The above example therefore illustrates a poorly specified batch job. A run time of 20 hours was requested whilst the job only ran for about 6 hours. Similarly, 16 GB of memory was requested (4 CPU cores with 4 GB per core) whilst the job only actually used about 4 GB in total (but did attempt to allocate about 6 GB total). For this job –mem-per-cpu should have been set to no more than 2000.
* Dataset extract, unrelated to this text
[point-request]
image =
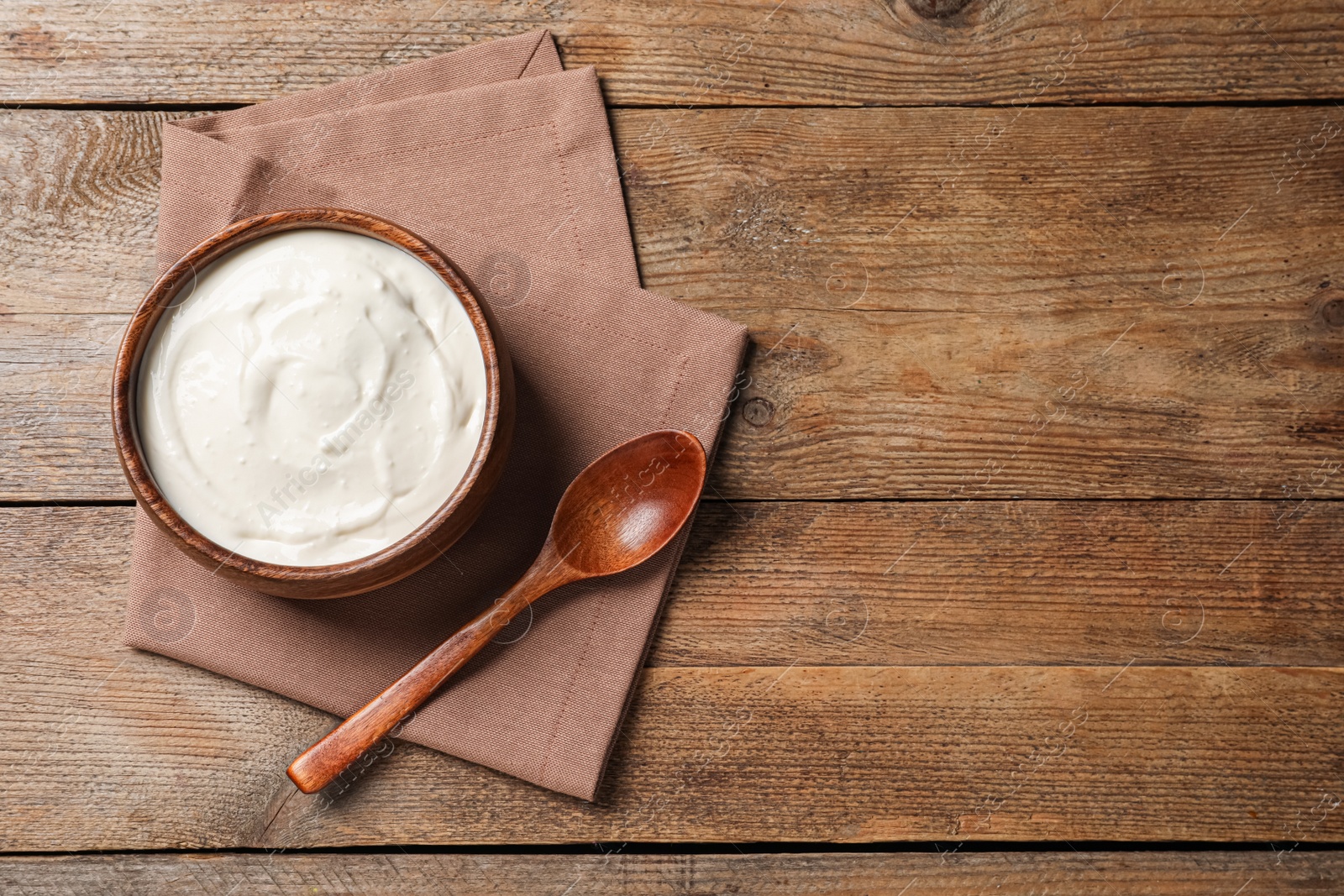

High values in the last two columns would indicate an I/O bound job. Such jobs will most like cause increased latency on the clusters if run from the NFS home directory. Such jobs should rather copy the required files to a newly created directory in the temporary scratch space area (/tmp). The following SLURM template indicates how this could be done, for example, for the CST software (which is particularly problematic in this regard). The example assumes that the model has been uploaded to the user's NFS home directory as a single ZIP file, together with the associated SLURM template. The SLURM script will automatically create a temporary directory for the simulation and unpack the ZIP file. Once the simulation completes the ZIP file in the user's home directory will be updated to include all changed and new files. The user can then directly download the resultant ZIP file for processing on their desktop.

cst_tmp.slurm
#!/bin/bash
#SBATCH --output=<CHANGETHIS>.log
#SBATCH --job-name=<CHANGETHIS>
#SBATCH --cpus-per-task=12
#SBATCH --mem-per-cpu=<CHANGETHIS>
#SBATCH --licenses=cst:1
#SBATCH --time=<CHANGETHIS>
#SBATCH --mail-type=END
#SBATCH --mail-user=<CHANGETHIS>
 
# Define simulation base name
export SIMNAME=<CHANGETHIS>
 
# Create temporary directory for CST simulation in scratch space
mkdir -p /tmp/$USERNAME/$SIMNAME
cd /tmp/$USERNAME/$SIMNAME
echo "Work directory: $PWD"
 
# Unpack CST simulation
ls -alp $HOME/$SIMNAME.zip
srun unzip $HOME/$SIMNAME.zip
 
# Run CST model simulation
echo
srun /usr/local/CST/CST_STUDIO_SUITE/cst_design_environment --m --q --numthreads 12 $SIMNAME.cst
 
# Update the home directory ZIP file with the results
srun zip -9r $HOME/$SIMNAME.zip $SIMNAME.cst $SIMNAME